Moving to the rotor head and this has to be one of the most basic heads to build because it is a basic fixed pitch set up with 'flat bottomed' blades as only positive lift is required. Being fixed pitch, cyclic control is by the 'Hiller' paddle system which is inherently slow compared to the modern collective pitch systems that allows both hiller and bell control of the main blades.  Alternatively, semi-symmetrical blades can be used though these require a higher head speed for the same lift however this gives an improvement in cyclic response and better flying characteristics both in the circuit and approach.
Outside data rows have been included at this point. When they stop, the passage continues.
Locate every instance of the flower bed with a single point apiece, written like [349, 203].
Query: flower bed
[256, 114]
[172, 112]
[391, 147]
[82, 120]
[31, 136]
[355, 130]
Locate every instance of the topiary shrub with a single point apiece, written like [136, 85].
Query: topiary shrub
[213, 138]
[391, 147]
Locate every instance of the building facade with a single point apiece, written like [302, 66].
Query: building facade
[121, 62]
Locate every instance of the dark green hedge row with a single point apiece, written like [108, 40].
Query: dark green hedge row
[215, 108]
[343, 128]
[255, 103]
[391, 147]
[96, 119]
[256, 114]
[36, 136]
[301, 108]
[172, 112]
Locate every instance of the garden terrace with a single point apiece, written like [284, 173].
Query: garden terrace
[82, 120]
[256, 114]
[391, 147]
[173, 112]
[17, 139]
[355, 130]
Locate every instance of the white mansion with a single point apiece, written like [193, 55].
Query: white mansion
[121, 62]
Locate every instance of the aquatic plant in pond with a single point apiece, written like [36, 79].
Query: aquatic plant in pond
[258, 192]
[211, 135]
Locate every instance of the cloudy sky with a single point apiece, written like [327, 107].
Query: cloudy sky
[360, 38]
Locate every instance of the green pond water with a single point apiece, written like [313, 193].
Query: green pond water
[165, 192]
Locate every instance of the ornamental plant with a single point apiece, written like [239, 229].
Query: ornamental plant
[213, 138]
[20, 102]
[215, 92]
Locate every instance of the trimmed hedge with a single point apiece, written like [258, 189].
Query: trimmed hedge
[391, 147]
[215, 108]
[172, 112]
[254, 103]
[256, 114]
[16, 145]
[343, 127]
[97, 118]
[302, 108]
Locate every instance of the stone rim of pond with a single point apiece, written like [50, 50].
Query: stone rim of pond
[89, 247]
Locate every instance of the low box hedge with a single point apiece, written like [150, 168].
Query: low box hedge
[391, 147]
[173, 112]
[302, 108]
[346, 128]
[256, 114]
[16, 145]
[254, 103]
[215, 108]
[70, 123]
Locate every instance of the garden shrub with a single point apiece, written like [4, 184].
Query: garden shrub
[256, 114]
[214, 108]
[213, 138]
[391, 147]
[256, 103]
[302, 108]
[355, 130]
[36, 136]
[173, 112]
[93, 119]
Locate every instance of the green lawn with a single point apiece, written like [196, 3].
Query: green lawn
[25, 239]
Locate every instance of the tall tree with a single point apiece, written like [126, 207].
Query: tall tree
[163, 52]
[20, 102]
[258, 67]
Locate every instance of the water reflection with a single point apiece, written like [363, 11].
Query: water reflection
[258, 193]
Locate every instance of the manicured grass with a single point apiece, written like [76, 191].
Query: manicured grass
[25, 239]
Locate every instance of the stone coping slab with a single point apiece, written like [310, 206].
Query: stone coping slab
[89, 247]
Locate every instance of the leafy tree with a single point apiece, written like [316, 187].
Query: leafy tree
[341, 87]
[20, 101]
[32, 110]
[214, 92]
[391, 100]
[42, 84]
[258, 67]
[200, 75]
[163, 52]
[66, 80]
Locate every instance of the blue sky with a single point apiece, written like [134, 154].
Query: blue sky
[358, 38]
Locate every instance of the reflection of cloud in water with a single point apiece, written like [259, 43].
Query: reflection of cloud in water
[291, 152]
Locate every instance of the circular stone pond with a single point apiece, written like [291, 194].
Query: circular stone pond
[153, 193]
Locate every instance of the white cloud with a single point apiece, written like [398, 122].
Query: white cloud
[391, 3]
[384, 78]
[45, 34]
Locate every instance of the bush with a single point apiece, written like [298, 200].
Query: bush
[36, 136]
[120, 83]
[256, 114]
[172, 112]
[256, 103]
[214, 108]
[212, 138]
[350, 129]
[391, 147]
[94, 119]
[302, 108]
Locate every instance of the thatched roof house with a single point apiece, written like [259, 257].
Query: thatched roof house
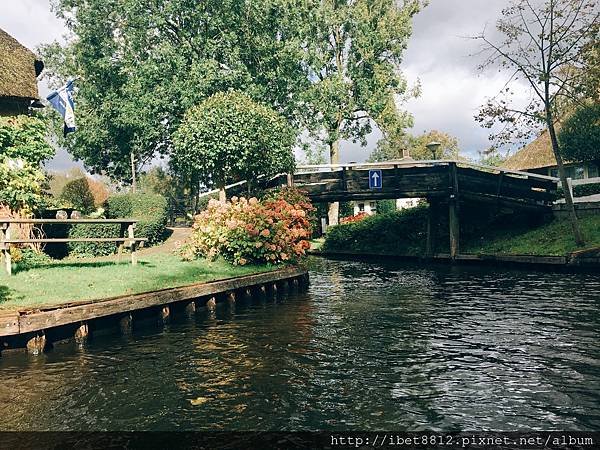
[538, 157]
[19, 69]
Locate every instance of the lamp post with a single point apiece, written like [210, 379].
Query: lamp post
[434, 147]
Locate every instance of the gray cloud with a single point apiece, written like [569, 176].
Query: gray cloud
[437, 55]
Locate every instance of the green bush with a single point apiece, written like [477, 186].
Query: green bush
[77, 194]
[581, 190]
[151, 211]
[92, 249]
[399, 232]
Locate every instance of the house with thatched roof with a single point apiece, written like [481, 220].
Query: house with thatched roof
[538, 157]
[19, 69]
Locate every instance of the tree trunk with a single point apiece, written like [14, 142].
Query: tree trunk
[334, 208]
[563, 181]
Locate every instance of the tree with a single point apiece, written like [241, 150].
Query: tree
[352, 52]
[77, 194]
[579, 136]
[542, 43]
[417, 147]
[23, 147]
[228, 138]
[141, 65]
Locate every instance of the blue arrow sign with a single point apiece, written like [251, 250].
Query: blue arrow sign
[375, 179]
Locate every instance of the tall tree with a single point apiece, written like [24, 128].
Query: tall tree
[417, 147]
[229, 138]
[352, 52]
[542, 42]
[142, 64]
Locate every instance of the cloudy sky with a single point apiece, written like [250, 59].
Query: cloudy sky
[438, 55]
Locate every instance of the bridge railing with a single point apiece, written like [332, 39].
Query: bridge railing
[304, 168]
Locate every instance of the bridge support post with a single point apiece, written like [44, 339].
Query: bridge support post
[454, 228]
[453, 212]
[432, 220]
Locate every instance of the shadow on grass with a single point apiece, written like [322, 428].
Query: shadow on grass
[78, 265]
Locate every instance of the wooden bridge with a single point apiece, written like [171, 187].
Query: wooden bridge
[442, 183]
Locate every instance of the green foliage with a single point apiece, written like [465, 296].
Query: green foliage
[386, 206]
[141, 65]
[93, 249]
[27, 258]
[399, 232]
[244, 231]
[579, 135]
[392, 148]
[24, 137]
[229, 137]
[352, 51]
[23, 147]
[150, 209]
[552, 239]
[77, 194]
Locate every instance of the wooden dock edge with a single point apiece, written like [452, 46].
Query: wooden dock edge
[26, 321]
[573, 262]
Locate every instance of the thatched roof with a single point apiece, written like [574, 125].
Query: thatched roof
[19, 68]
[534, 155]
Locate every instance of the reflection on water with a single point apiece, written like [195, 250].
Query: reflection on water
[369, 346]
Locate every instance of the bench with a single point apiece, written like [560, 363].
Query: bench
[126, 225]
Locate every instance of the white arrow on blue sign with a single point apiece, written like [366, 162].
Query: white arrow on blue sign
[375, 179]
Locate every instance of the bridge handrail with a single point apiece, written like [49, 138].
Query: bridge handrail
[303, 168]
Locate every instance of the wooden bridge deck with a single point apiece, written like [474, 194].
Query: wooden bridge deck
[445, 185]
[430, 180]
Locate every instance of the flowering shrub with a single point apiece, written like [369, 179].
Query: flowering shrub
[352, 219]
[244, 231]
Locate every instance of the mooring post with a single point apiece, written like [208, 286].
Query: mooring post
[190, 308]
[126, 323]
[5, 235]
[453, 212]
[82, 332]
[37, 344]
[165, 312]
[211, 304]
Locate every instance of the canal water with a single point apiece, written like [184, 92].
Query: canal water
[369, 346]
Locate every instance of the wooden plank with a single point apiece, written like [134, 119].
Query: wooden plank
[40, 320]
[9, 323]
[66, 221]
[28, 241]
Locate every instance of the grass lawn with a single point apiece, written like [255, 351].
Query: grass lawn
[71, 280]
[552, 239]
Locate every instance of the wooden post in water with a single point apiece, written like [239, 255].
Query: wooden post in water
[125, 323]
[431, 228]
[37, 344]
[453, 212]
[82, 332]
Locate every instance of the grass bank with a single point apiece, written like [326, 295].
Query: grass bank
[404, 233]
[73, 280]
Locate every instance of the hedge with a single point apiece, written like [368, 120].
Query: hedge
[151, 211]
[92, 249]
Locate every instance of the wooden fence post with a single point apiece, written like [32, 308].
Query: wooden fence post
[130, 235]
[453, 212]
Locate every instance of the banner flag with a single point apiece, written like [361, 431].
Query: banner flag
[62, 101]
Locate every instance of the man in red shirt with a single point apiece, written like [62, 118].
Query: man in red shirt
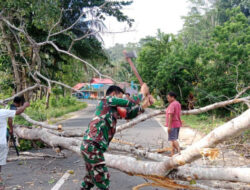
[173, 121]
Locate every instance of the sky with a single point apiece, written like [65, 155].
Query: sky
[149, 15]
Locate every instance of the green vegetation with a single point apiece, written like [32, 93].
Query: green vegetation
[37, 111]
[203, 123]
[58, 107]
[208, 58]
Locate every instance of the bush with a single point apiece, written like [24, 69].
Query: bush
[58, 106]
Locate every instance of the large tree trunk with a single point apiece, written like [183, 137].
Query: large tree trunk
[11, 53]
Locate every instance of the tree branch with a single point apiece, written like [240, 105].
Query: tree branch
[37, 123]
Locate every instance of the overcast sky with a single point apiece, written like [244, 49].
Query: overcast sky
[149, 15]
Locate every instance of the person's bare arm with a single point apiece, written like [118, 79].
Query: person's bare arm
[170, 120]
[21, 109]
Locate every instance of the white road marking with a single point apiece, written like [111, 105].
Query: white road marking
[61, 181]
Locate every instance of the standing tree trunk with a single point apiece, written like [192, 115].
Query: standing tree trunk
[11, 53]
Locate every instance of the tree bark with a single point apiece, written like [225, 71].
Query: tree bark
[11, 53]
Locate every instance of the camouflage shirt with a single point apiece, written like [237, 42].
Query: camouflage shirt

OK, getting near to the end of completion now just the paint scheme and radio to fit.  There are numerous colour schemes for the Cobra however I decide to go with the camouflage version.  Leaf green and Nordic blue for the main colours and to make up the panel affect I cut fablon (sticky back plastic) into strips to makeup the lines around the body.  the cockpit was made up from card and complimented with two 1/8 scale pilots and though this took quite some time and effort , it was worth it as can be seen in the photo's.

The servo's are fitted under the cockpit floor and there are (of course) only four used in this model plus NO gyro!  Setting up the controls was extremely simple and then just a matter of starting the engine and up into the hover.  Final photo's show that 'vintage' helicopters can still be appreciated as my Huey was featured in a well known RC helicopter magazine.